Needless to say I am strongly in favor of having an official national insect. If history teaches us one lesson, it is that a nation that has no national insect is a nation that probably also does not celebrate Soybean Awareness Month. I also have no problem with the monarch butterfly per se. (" Per se" is Greek for "unless it lays eggs in my salad.") Butterflies are nice to have around, whereas with a lot of other insects, if they get anywhere near you, your immediate reaction, as an ecologically aware human being, is to whomp them with a hardcover work of fiction at least the size of Moby Dick.
But what bothers me is the way the Entomological Society is trying to slide this thing through Congress without considering the views of the average citizen who does not have the clout or social standing to belong to powerful elite "insider" organizations such as the Saginaw County Mosquito Abatement Commission. Before Congress makes a decision of this magnitude, we, the public, should get a chance to vote on the national insect. We might feel that, in these times of world tension, we don't want to be represented by some cute little flitting critter. We might want something that commands respect, especially in light of the fact that the Soviet Union recently selected as its national insect the Chernobyl Glowing Beetle, which grows to a length of 17 feet and can mate in midair with military aircraft.
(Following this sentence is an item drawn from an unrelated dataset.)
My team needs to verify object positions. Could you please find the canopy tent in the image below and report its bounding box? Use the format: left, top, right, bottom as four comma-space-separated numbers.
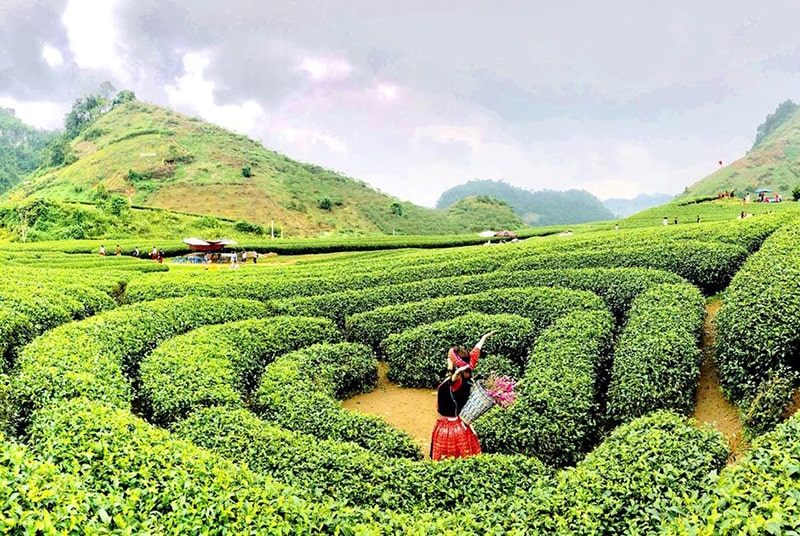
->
753, 188, 773, 193
182, 238, 237, 252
Fortunately, we Americans have some pretty darned impressive insects ourselves. In South Florida, for example, we have industrial cockroaches that have to be equipped with loud warning beepers so you can get out of their way when they back up. Or we could pick a fierce warlike insect such as the fire ant, although this could create problems during the official White House National Insect Naming Ceremony (" WASHINGTON- In a surprise development yesterday that political observers believe could affect the 1992 election campaign, President Bush was eaten").
Other strong possible candidates for National Insect include: the gnat, the imported Japanese beetle, the chigger, the praying mantis, Jiminy Cricket, the laughing mantis, the lobster, the dead bugs in your light fixture, the skeet-shooting mantis, and Senator Jesse Helms. I could go on, but my purpose here is not to name all the possibilities; my purpose is to create strife and controversy for no good reason.
And you can help. I recently acquired a highly trained, well-staffed, modern Research Department. Her name is Judi Smith, and she is severely underworked because I never need anything researched other than the question of what is the frozen-yogurt Flavor of the Day at the cafeteria.
So I'm asking you to write your preference for National Insect on a POSTAL CARD. (If you send a letter, the Research Department has been instructed to laugh in the diabolical manner of Jack Nicholson as The Joker and throw it away unopened.) Send your card to: National Insect Survey, c/ o Judi Smith, The Miami Herald Tropic Magazine, 1 Herald Plaza, Miami, FL 33132.
Judi will read all the entries and gradually go insane. Then I'll let you know which insect is preferred by you, The People, and we can start putting serious pressure on Congress. If all goes well, this could wind up costing the taxpayers millions of dollars.
In closing, let me stress one thing, because I don't want to get a lot of irate condescending mail from insect experts correcting me on my facts: I am well aware that Senator Helms is, technically, a member of the arachnid family.